Hausses hypothécaires

S’y prendre à l’ avance

Il est possible d’amortir les coups, si on a la chance d’avoir un petit coussin sur ses arrières et un peu de temps devant soi.

Joëlle Saint-Pierre l’a fait. Elle le reconnaît : elle est chanceuse. Elle a mené une partie de sa carrière dans le secteur de la santé, avant de devenir cadre dans la fonction publique.

Elle a acquis une jolie maison jumelée sur la Rive-Sud de Québec en 2015, trois ans avant de prendre sa retraite à l’âge de 55 ans, en 2018.

Pendant quelque temps, elle a accepté des contrats autonomes qui lui ont permis d’arrondir ses revenus de retraite. Elle a mis en réserve ce revenu d’appoint pour des projets spéciaux. Ils n’ont pas pris la forme attendue.
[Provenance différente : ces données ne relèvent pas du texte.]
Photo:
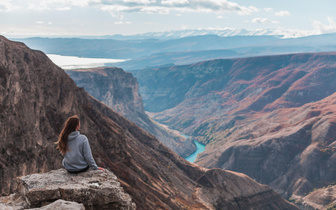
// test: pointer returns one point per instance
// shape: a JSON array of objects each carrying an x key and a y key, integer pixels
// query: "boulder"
[{"x": 95, "y": 189}]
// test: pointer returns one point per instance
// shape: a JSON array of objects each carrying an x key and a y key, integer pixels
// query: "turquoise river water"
[{"x": 200, "y": 148}]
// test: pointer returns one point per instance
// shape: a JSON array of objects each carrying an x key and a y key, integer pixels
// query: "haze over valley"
[{"x": 187, "y": 104}]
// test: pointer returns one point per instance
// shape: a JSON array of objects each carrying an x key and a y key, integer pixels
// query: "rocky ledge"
[{"x": 94, "y": 189}]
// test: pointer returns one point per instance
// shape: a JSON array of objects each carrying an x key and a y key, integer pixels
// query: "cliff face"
[
  {"x": 37, "y": 97},
  {"x": 120, "y": 91},
  {"x": 92, "y": 190},
  {"x": 268, "y": 117}
]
Hausse des taux : pas grave

Joëlle Saint-Pierre avait renouvelé son prêt hypothécaire en 2019 pour un nouveau terme de cinq ans.

« J’avais un taux fixe de 2,54 %, ce qui est quand même assez bien », confie-t-elle.

La montée des taux hypothécaires ne l’a d’abord pas inquiétée.

« Je me disais : moi, mon renouvellement est seulement en décembre 2024, ce n’est pas grave. »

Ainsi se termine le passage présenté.